The approach mirrors o1’s path but goes deeper in its inclusivity. While o1 ultimately leans on OpenAI’s proprietary models, CoE is designed to be inclusive, pulling from a broader ecosystem of LLMs and specialized experts.

Three Large Models Team Up to Challenge o1: Real-World Test Shows 360+ Model Collaboration Elimin… — figure 16

△ Schematic diagram of the CoE architecture

Crucially, this system incorporates many expert models with parameters in the billions or even smaller. This design makes the entire system more intelligent, allowing it to deliver high-quality responses while saving inference resources and improving response speed.

Shortly after releasing the CoE architecture, their hybrid large model capabilities—which drew strengths from various sources—surpassed GPT-4o (then considered the strongest).

In tests across 12 metrics such as translation and writing, this hybrid large model achieved a comprehensive score of 80.49, outperforming GPT-4o’s score of 69.22. Moreover, in all categories except coding, it surpassed GPT-4o.

Three Large Models Team Up to Challenge o1: Real-World Test Shows 360+ Model Collaboration Elimin… — figure 17

The CoE architecture embraces all models, going further than OpenAI on the path to open collaboration.

Whether it is OpenAI’s o1 or 360’s CoE, both point toward a new trend in the development of large language models: Complex manual processes will be automated. Specifically within the context of large models, this means the “elimination” of prompt engineering.

At first glance, this may seem counterintuitive because, when using large models, the quality of prompts has a decisive impact on generated content; its importance is self-evident. However, upon closer reflection, there is no contradiction: AI applications like large language models ultimately exist to serve humans.

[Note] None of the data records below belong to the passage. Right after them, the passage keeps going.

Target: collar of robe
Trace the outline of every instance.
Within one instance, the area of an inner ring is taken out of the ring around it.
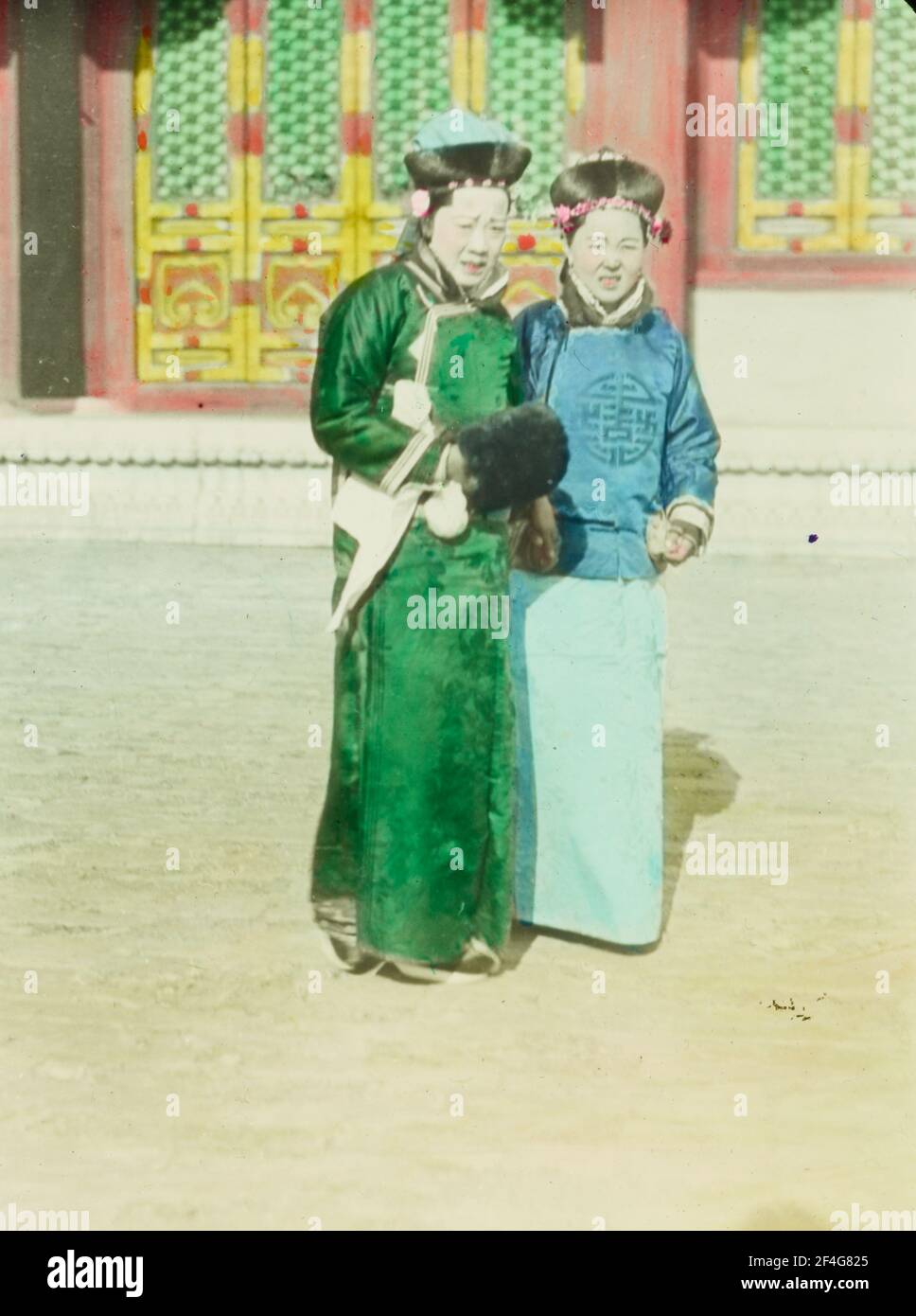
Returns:
[[[404,259],[404,265],[438,303],[467,303],[467,305],[483,309],[503,300],[505,286],[509,282],[509,271],[505,266],[496,265],[496,268],[488,272],[475,288],[467,291],[455,283],[422,238],[411,255]]]
[[[641,320],[655,304],[651,284],[641,276],[624,300],[607,311],[598,297],[576,278],[569,261],[559,272],[559,301],[572,329],[605,328],[628,329]]]

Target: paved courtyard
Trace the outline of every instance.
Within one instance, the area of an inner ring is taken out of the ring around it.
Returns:
[[[320,550],[3,545],[0,1203],[93,1229],[916,1208],[912,565],[670,572],[661,946],[519,929],[461,988],[337,975],[309,921],[329,582]],[[687,873],[711,833],[787,842],[788,880]]]

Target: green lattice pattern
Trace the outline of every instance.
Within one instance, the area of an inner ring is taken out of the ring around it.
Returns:
[[[788,143],[758,138],[761,197],[812,200],[834,193],[840,12],[840,0],[763,0],[759,100],[788,105]]]
[[[557,0],[490,0],[488,112],[532,149],[515,188],[516,211],[550,204],[566,145],[565,5]]]
[[[875,7],[871,196],[916,196],[916,14],[905,0]]]
[[[333,196],[341,167],[341,0],[271,0],[265,196]]]
[[[375,188],[409,187],[404,153],[420,124],[451,103],[449,0],[375,0]]]
[[[163,201],[229,196],[222,11],[222,0],[159,0],[151,126]]]

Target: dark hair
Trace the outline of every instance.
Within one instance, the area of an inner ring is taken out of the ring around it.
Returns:
[[[645,205],[655,215],[665,199],[665,183],[658,174],[630,159],[598,159],[582,161],[571,164],[550,184],[550,201],[553,205],[578,205],[579,201],[595,201],[599,196],[621,196],[638,205]],[[571,228],[566,237],[570,240],[584,224],[584,215],[571,221]],[[648,237],[649,225],[640,216],[644,241]]]

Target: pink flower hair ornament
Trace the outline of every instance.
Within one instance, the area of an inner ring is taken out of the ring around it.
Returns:
[[[591,201],[579,201],[576,205],[554,205],[553,211],[553,225],[554,228],[562,229],[563,233],[571,233],[574,220],[580,218],[583,215],[588,215],[590,211],[633,211],[640,218],[645,220],[649,225],[649,237],[654,242],[670,242],[671,241],[671,221],[659,220],[657,215],[641,205],[638,201],[630,201],[626,196],[598,196]]]

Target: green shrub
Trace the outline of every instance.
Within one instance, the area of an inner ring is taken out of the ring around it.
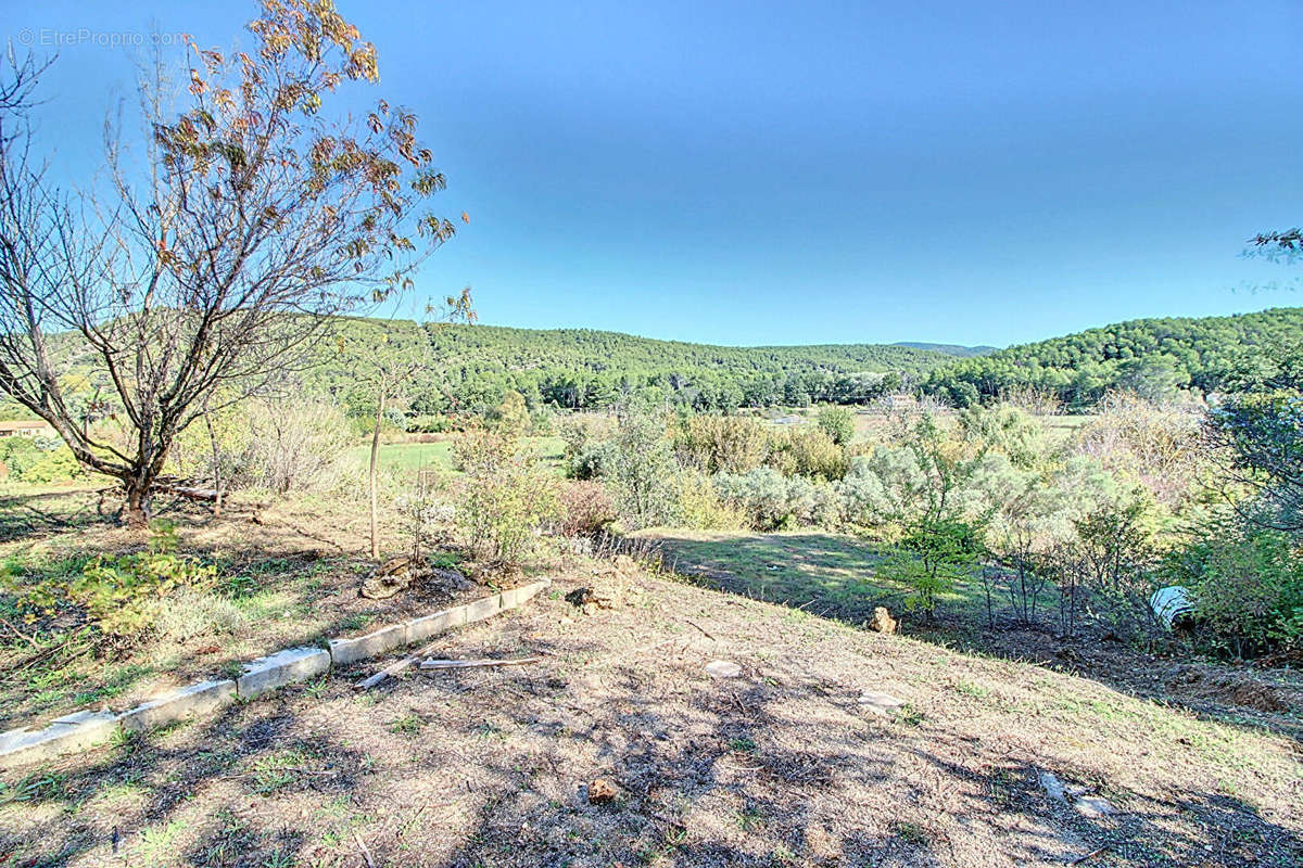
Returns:
[[[909,590],[906,609],[936,613],[938,597],[981,562],[981,528],[959,521],[926,521],[911,528],[877,573]]]
[[[676,480],[678,522],[700,531],[737,531],[748,527],[747,515],[719,497],[705,474],[683,471]]]
[[[804,476],[784,476],[773,467],[757,467],[748,474],[717,474],[721,501],[740,510],[752,527],[762,531],[813,524],[826,515],[835,500],[826,483]]]
[[[770,467],[787,476],[835,480],[846,476],[850,461],[846,449],[818,426],[799,426],[775,431],[769,440]]]
[[[465,472],[457,523],[472,548],[513,563],[528,554],[545,521],[558,514],[556,480],[533,449],[503,431],[470,431],[453,457]]]
[[[601,483],[572,481],[562,488],[562,536],[593,536],[615,521],[615,504]]]
[[[850,445],[855,437],[855,414],[850,407],[823,407],[816,416],[818,427],[822,428],[838,446]]]
[[[1250,657],[1303,647],[1303,557],[1287,532],[1220,522],[1169,554],[1164,578],[1190,588],[1200,638]]]
[[[765,427],[753,416],[688,416],[674,445],[684,463],[706,474],[744,474],[765,459]]]
[[[0,582],[27,623],[76,606],[104,635],[138,636],[173,605],[169,596],[175,591],[206,591],[216,582],[214,566],[176,553],[176,532],[169,523],[155,522],[152,530],[143,552],[95,557],[79,570],[8,569]]]
[[[652,527],[674,519],[679,465],[665,422],[652,415],[620,419],[611,463],[615,502],[627,527]]]
[[[0,462],[9,470],[9,479],[20,481],[29,467],[43,457],[44,450],[31,437],[0,439]]]
[[[69,479],[76,479],[85,470],[81,463],[73,457],[73,450],[68,446],[59,446],[43,453],[36,463],[27,467],[22,474],[22,481],[48,485],[50,483],[64,483]]]

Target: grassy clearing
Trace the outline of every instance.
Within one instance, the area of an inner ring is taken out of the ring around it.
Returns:
[[[850,623],[866,621],[880,605],[899,612],[907,593],[874,571],[883,547],[846,534],[654,528],[635,536],[654,540],[670,570],[705,587]],[[963,621],[986,617],[977,582],[941,595],[939,604]]]
[[[377,461],[382,470],[416,472],[418,470],[442,470],[456,472],[452,465],[452,444],[456,435],[433,442],[387,442],[380,444]],[[566,444],[560,437],[526,437],[525,441],[551,467],[560,467],[564,459]],[[370,459],[370,445],[354,446],[349,455],[366,463]]]

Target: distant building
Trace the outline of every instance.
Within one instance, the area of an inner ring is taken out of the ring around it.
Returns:
[[[44,420],[29,419],[0,422],[0,437],[57,437],[53,427]]]

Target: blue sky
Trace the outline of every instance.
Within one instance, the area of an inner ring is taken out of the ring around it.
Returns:
[[[339,5],[470,213],[420,292],[469,284],[485,323],[1006,345],[1303,303],[1239,258],[1303,223],[1298,3]],[[7,12],[68,43],[55,173],[94,170],[132,94],[128,52],[78,31],[229,46],[253,10]]]

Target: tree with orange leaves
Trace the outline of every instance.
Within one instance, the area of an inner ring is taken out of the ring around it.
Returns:
[[[147,147],[111,137],[91,219],[27,159],[25,104],[0,104],[0,389],[121,481],[136,526],[177,433],[305,366],[331,318],[410,289],[453,234],[427,210],[444,177],[412,113],[384,99],[361,122],[328,113],[351,82],[379,81],[375,47],[330,0],[265,0],[248,30],[250,51],[186,42],[179,108],[162,64],[142,82]],[[29,92],[36,69],[0,83]],[[87,353],[125,436],[64,394]]]

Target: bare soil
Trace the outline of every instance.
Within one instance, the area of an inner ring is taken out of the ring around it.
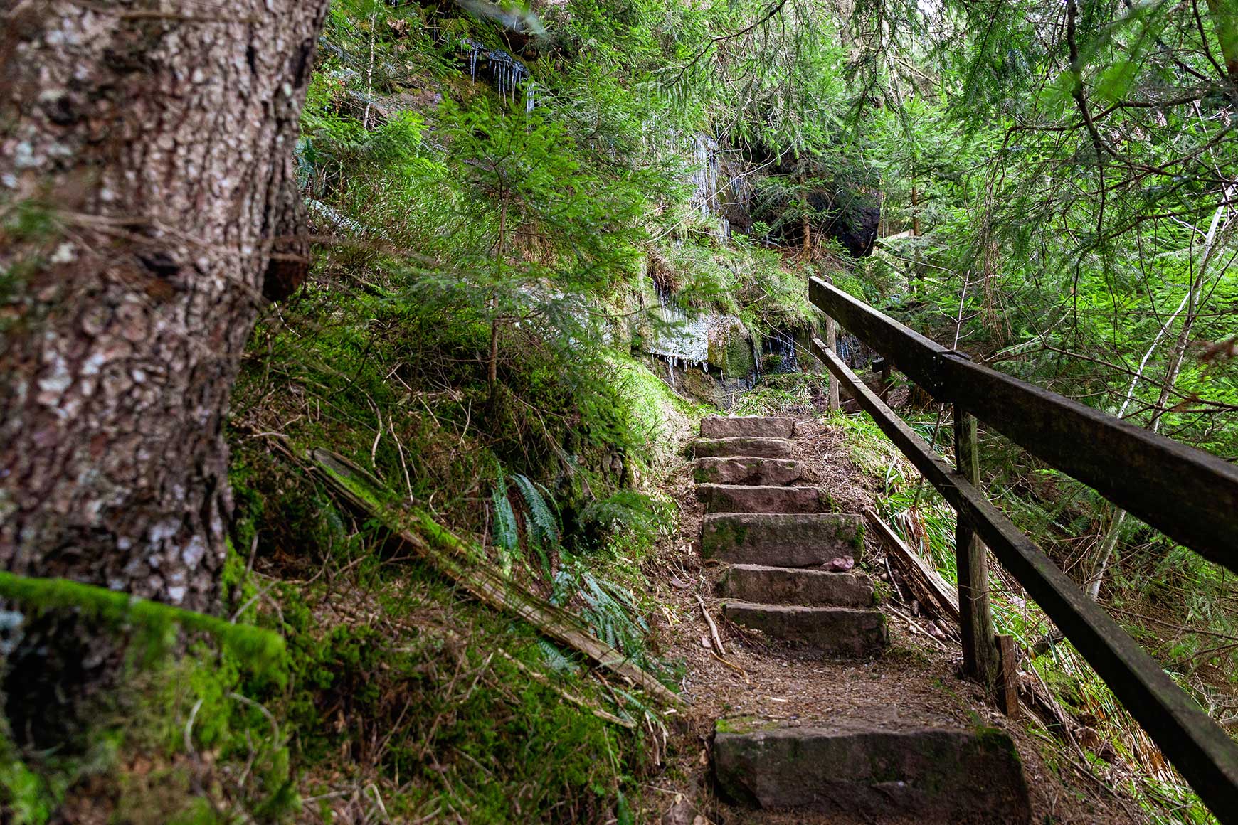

Prompt engineering, conversely, requires humans to adapt to the way models work—a reversal of priorities. Therefore, while prompt engineering is undoubtedly important, it should not become an obstacle for ordinary users interacting with large models.

The solution lies in treating prompt design as just another task within a chain-of-thought process, delegating it to the large model itself. In this mode, the essence of prompt engineering remains intact but gradually fades from the user’s perspective, creating a sense of “disappearance.”

This approach also reflects 360’s vision for the future development of AI: Achieving inclusive access to AI for more people, ensuring that large models are no longer confined to elite circles (“high temples”) but become as ubiquitous and essential as household lights.

Personally, automating prompt design could save hours of debugging per week. I’d want to see how this handles edge cases without human intervention. I think resource efficiency matters if we’re running these models locally.